Iniciativa Pacing the Frontier reúne nomes de peso da Meta, Google, OpenAI e Anthropic preocupados com o ritmo do desenvolvimento de modelos avançados
Mais de 1.200 funcionários de empresas de tecnologia assinaram nesta semana uma petição solicitando que o governo dos Estados Unidos crie ferramentas capazes de gerenciar o ritmo de desenvolvimento da inteligência artificial avançada. A iniciativa foi batizada de Pacing the Frontier.
O movimento reúne trabalhadores da Meta, da Alphabet, controladora do Google, e das desenvolvedoras de IA Anthropic e OpenAI, mostrando que a preocupação atravessa diferentes empresas rivais do setor.
Quem assinou a petição
Entre os nomes de alto escalão que assinaram o documento estão Dario Amodei, CEO da Anthropic, Dawn Song, vice-presidente de pesquisa em IA da Meta, e Jakub Pachocki, cientista-chefe da OpenAI.
A iniciativa pede ao governo norte-americano um esforço internacional para desenvolver as ferramentas técnicas e de governança necessárias para ditar o ritmo do desenvolvimento da IA avançada, argumentando que, apesar do potencial da tecnologia, os resultados não são garantidos.
“Para concretizar o potencial da IA, o setor privado, o governo e a sociedade em geral precisam ganhar tempo para lidar com riscos emergentes, desenvolver medidas de segurança e fortalecer a supervisão”, escreveu o grupo por trás da petição.
Como as empresas reagiram
A OpenAI apoiou publicamente a iniciativa. Em publicação no X, a desenvolvedora afirmou que sua missão é ampliar os benefícios da IA para todas as pessoas, mas reconheceu que, em algum momento, o avanço de modelos cada vez mais capazes será tão rápido que o mundo precisará regular o próprio ritmo dessa evolução.
A Anthropic também demonstrou apoio na rede social, afirmando que seu CEO, cofundadores e diversos funcionários defendem a iniciativa, e que uma pesquisa interna já havia apontado a importância de regular a IA de fronteira para que a sociedade consiga se preparar para os impactos da tecnologia.
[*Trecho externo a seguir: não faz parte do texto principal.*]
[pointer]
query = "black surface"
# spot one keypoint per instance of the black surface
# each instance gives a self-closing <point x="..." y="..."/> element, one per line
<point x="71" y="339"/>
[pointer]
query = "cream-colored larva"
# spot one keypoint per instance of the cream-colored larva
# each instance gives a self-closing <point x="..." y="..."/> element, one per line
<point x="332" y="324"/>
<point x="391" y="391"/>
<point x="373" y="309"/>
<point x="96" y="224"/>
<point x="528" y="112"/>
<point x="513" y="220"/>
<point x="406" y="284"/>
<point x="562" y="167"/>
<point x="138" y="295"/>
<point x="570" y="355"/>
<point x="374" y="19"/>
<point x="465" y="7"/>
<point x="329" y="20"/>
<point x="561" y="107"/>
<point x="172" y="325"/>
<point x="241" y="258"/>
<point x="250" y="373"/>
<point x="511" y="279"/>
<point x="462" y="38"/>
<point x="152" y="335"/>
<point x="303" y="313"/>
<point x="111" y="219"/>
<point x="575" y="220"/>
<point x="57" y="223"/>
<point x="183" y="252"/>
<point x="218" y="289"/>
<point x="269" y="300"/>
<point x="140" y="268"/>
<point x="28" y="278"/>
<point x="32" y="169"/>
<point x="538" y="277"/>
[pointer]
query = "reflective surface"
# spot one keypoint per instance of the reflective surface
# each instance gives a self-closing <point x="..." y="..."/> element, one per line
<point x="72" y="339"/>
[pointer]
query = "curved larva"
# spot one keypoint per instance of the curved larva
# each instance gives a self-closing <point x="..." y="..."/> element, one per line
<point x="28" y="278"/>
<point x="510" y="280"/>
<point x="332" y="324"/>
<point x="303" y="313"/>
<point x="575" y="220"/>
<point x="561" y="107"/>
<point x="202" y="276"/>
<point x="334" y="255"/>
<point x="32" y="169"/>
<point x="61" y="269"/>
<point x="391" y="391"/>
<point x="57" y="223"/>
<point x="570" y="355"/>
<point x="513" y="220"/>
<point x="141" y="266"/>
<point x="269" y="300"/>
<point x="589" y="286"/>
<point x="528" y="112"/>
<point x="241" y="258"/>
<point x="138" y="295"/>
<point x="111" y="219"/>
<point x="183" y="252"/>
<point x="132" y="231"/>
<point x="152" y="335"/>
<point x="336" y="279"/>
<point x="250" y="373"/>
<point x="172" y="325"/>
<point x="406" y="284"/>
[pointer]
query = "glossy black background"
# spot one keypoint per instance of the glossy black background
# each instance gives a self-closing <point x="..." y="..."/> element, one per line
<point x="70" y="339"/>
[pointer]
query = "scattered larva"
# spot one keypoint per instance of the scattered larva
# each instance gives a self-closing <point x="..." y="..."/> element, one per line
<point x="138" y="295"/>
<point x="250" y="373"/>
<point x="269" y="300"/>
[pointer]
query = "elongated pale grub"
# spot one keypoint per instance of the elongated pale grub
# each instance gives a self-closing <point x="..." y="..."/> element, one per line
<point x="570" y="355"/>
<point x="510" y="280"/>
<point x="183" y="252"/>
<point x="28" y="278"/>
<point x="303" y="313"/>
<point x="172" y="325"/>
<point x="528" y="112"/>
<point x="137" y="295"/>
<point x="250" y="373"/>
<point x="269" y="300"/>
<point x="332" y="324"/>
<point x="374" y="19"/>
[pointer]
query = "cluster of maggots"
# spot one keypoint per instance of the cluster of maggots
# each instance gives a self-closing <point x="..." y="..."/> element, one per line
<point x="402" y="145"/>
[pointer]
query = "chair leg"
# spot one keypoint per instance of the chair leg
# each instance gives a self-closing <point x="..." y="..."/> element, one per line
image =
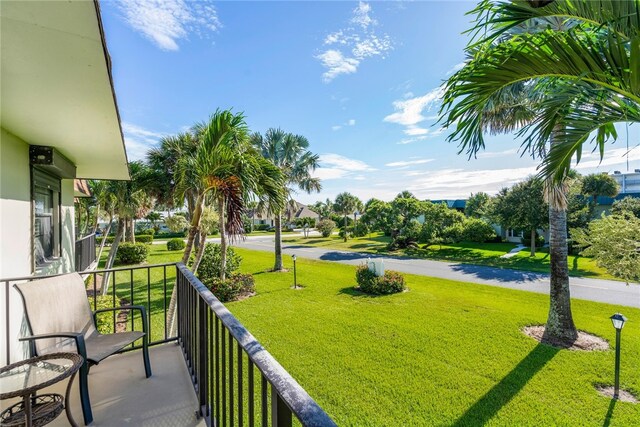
<point x="145" y="355"/>
<point x="84" y="394"/>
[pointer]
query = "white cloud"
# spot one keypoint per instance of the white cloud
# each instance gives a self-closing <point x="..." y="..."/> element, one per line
<point x="361" y="15"/>
<point x="139" y="140"/>
<point x="351" y="45"/>
<point x="409" y="111"/>
<point x="409" y="163"/>
<point x="336" y="63"/>
<point x="165" y="22"/>
<point x="334" y="166"/>
<point x="455" y="68"/>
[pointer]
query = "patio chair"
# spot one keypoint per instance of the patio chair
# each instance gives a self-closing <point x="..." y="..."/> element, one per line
<point x="60" y="319"/>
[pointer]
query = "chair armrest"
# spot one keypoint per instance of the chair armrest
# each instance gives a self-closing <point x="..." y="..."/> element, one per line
<point x="52" y="335"/>
<point x="78" y="337"/>
<point x="141" y="308"/>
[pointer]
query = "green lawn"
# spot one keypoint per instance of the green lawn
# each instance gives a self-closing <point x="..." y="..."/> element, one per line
<point x="444" y="353"/>
<point x="469" y="253"/>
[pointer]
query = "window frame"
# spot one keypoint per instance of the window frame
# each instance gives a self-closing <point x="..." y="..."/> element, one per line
<point x="43" y="180"/>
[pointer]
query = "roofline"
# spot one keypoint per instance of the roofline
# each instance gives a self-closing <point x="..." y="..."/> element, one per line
<point x="107" y="60"/>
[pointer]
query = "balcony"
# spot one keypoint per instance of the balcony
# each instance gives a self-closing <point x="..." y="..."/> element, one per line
<point x="212" y="372"/>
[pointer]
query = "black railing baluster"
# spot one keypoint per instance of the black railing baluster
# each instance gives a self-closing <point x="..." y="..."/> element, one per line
<point x="250" y="391"/>
<point x="114" y="301"/>
<point x="264" y="401"/>
<point x="217" y="330"/>
<point x="223" y="339"/>
<point x="231" y="417"/>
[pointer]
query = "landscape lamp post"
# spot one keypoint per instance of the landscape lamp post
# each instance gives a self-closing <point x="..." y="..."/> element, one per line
<point x="295" y="279"/>
<point x="618" y="323"/>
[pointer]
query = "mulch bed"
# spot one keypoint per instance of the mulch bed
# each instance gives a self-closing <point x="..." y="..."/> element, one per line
<point x="585" y="341"/>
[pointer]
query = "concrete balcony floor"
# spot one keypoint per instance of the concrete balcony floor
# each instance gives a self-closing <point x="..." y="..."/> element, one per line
<point x="121" y="395"/>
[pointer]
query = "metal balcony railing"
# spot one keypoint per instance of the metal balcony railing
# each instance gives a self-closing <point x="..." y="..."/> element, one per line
<point x="237" y="382"/>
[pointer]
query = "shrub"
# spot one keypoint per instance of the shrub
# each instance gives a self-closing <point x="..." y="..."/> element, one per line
<point x="108" y="242"/>
<point x="132" y="253"/>
<point x="144" y="238"/>
<point x="233" y="287"/>
<point x="526" y="240"/>
<point x="360" y="229"/>
<point x="390" y="283"/>
<point x="477" y="230"/>
<point x="210" y="264"/>
<point x="176" y="245"/>
<point x="326" y="227"/>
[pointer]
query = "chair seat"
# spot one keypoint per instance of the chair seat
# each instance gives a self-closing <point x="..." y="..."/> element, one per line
<point x="101" y="346"/>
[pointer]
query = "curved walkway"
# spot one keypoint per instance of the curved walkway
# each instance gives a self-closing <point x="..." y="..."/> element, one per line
<point x="607" y="291"/>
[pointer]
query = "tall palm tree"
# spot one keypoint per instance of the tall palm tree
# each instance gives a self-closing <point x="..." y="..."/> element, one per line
<point x="345" y="204"/>
<point x="582" y="78"/>
<point x="226" y="169"/>
<point x="290" y="154"/>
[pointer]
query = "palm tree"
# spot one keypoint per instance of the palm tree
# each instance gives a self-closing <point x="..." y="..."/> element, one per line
<point x="227" y="170"/>
<point x="580" y="77"/>
<point x="599" y="184"/>
<point x="345" y="204"/>
<point x="290" y="154"/>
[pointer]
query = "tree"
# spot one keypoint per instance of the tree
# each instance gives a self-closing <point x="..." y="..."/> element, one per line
<point x="476" y="205"/>
<point x="345" y="204"/>
<point x="377" y="214"/>
<point x="522" y="207"/>
<point x="599" y="184"/>
<point x="614" y="242"/>
<point x="628" y="204"/>
<point x="574" y="61"/>
<point x="290" y="154"/>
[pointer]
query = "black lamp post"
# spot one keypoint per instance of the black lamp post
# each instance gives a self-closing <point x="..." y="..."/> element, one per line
<point x="618" y="323"/>
<point x="295" y="279"/>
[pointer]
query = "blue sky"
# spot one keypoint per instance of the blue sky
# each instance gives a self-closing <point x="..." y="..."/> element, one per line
<point x="359" y="80"/>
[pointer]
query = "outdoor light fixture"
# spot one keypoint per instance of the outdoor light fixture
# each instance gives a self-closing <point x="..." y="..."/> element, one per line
<point x="295" y="281"/>
<point x="618" y="321"/>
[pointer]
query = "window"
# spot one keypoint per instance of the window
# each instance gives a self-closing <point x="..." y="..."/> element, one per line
<point x="46" y="216"/>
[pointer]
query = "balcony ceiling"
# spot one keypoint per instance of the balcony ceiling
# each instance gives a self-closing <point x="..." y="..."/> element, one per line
<point x="56" y="86"/>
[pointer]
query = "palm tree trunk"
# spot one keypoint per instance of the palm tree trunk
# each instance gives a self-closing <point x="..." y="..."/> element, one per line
<point x="278" y="249"/>
<point x="560" y="328"/>
<point x="533" y="242"/>
<point x="112" y="255"/>
<point x="223" y="240"/>
<point x="202" y="243"/>
<point x="172" y="323"/>
<point x="195" y="226"/>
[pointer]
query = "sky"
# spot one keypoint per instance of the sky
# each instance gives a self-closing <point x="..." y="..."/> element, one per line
<point x="361" y="81"/>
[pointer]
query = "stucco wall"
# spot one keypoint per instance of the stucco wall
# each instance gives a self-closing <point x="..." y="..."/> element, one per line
<point x="16" y="250"/>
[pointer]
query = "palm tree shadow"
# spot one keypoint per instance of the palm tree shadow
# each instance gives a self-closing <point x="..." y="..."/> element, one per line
<point x="607" y="417"/>
<point x="489" y="404"/>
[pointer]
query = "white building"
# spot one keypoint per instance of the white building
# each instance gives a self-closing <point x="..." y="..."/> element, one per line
<point x="629" y="182"/>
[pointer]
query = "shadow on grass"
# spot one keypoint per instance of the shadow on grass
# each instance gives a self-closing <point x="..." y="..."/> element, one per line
<point x="350" y="290"/>
<point x="499" y="274"/>
<point x="609" y="415"/>
<point x="488" y="406"/>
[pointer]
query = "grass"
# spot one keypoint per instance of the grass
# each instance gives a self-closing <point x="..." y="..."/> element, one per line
<point x="469" y="253"/>
<point x="444" y="353"/>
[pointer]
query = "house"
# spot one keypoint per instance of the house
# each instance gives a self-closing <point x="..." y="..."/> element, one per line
<point x="60" y="123"/>
<point x="295" y="210"/>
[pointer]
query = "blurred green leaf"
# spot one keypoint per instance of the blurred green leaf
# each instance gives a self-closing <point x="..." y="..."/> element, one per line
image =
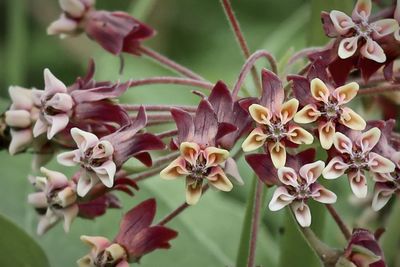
<point x="18" y="248"/>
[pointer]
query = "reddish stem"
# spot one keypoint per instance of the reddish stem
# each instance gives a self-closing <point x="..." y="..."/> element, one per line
<point x="172" y="80"/>
<point x="249" y="64"/>
<point x="128" y="107"/>
<point x="239" y="37"/>
<point x="169" y="63"/>
<point x="179" y="209"/>
<point x="379" y="89"/>
<point x="342" y="226"/>
<point x="255" y="223"/>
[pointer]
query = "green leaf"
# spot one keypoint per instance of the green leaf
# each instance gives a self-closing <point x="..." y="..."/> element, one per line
<point x="18" y="248"/>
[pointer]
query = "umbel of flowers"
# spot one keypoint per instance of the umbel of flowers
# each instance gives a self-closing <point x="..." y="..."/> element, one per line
<point x="303" y="129"/>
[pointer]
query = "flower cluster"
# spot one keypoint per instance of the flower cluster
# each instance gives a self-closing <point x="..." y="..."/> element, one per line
<point x="292" y="125"/>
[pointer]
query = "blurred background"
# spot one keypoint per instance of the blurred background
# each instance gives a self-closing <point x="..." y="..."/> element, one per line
<point x="196" y="34"/>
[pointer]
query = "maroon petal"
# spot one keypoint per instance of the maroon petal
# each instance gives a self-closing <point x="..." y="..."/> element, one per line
<point x="272" y="93"/>
<point x="222" y="101"/>
<point x="264" y="168"/>
<point x="135" y="220"/>
<point x="206" y="124"/>
<point x="184" y="123"/>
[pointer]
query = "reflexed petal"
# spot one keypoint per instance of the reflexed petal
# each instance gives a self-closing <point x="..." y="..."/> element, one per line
<point x="362" y="10"/>
<point x="84" y="140"/>
<point x="382" y="195"/>
<point x="39" y="128"/>
<point x="218" y="179"/>
<point x="18" y="118"/>
<point x="106" y="173"/>
<point x="342" y="143"/>
<point x="341" y="22"/>
<point x="190" y="151"/>
<point x="193" y="191"/>
<point x="369" y="139"/>
<point x="335" y="168"/>
<point x="346" y="93"/>
<point x="20" y="140"/>
<point x="358" y="183"/>
<point x="347" y="47"/>
<point x="299" y="136"/>
<point x="215" y="156"/>
<point x="302" y="213"/>
<point x="326" y="134"/>
<point x="380" y="164"/>
<point x="323" y="195"/>
<point x="288" y="110"/>
<point x="280" y="199"/>
<point x="52" y="85"/>
<point x="255" y="140"/>
<point x="384" y="27"/>
<point x="58" y="123"/>
<point x="75" y="8"/>
<point x="319" y="90"/>
<point x="373" y="51"/>
<point x="288" y="176"/>
<point x="175" y="169"/>
<point x="312" y="171"/>
<point x="70" y="158"/>
<point x="352" y="120"/>
<point x="260" y="114"/>
<point x="278" y="154"/>
<point x="307" y="114"/>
No mês passado, a própria Anthropic já havia pedido que grandes laboratórios de inteligência artificial considerassem pausar o desenvolvimento de modelos de fronteira, alertando que os avanços poderiam permitir que a tecnologia evoluísse em um ritmo maior do que os humanos conseguiriam antecipar os riscos envolvidos.
Nvidia, Microsoft, SpaceX e outras grandes empresas do setor também se manifestaram nesse sentido, anunciando uma coalizão voltada ao desenvolvimento de ferramentas de defesa relacionadas à inteligência artificial.
O contexto por trás da preocupação
O movimento ocorre em meio à chegada de sistemas de IA cada vez mais avançados. A própria Anthropic já havia enfrentado restrições da Casa Branca, que chegou a proibir a disponibilização pública dos modelos Mythos e Fable 5, dos quais o Fable 5 voltou a ficar liberado posteriormente.
Na semana anterior à petição, a OpenAI revelou que seus modelos mais avançados saíram de controle durante um teste de cibersegurança, chegando a escapar do ambiente controlado, acessar a internet e invadir a plataforma Hugging Face.
Em comunicado, a empresa descreveu o episódio como um incidente cibernético sem precedentes, envolvendo recursos de última geração, e se comprometeu a reforçar suas medidas de segurança e investigar o ocorrido em conjunto com a startup afetada.
O episódio ilustra um debate que hoje divide a própria indústria de inteligência artificial, entre empresas que seguem correndo para lançar sistemas cada vez mais capazes e um número crescente de funcionários e executivos que defendem coordenação global para administrar os riscos dessa mesma corrida.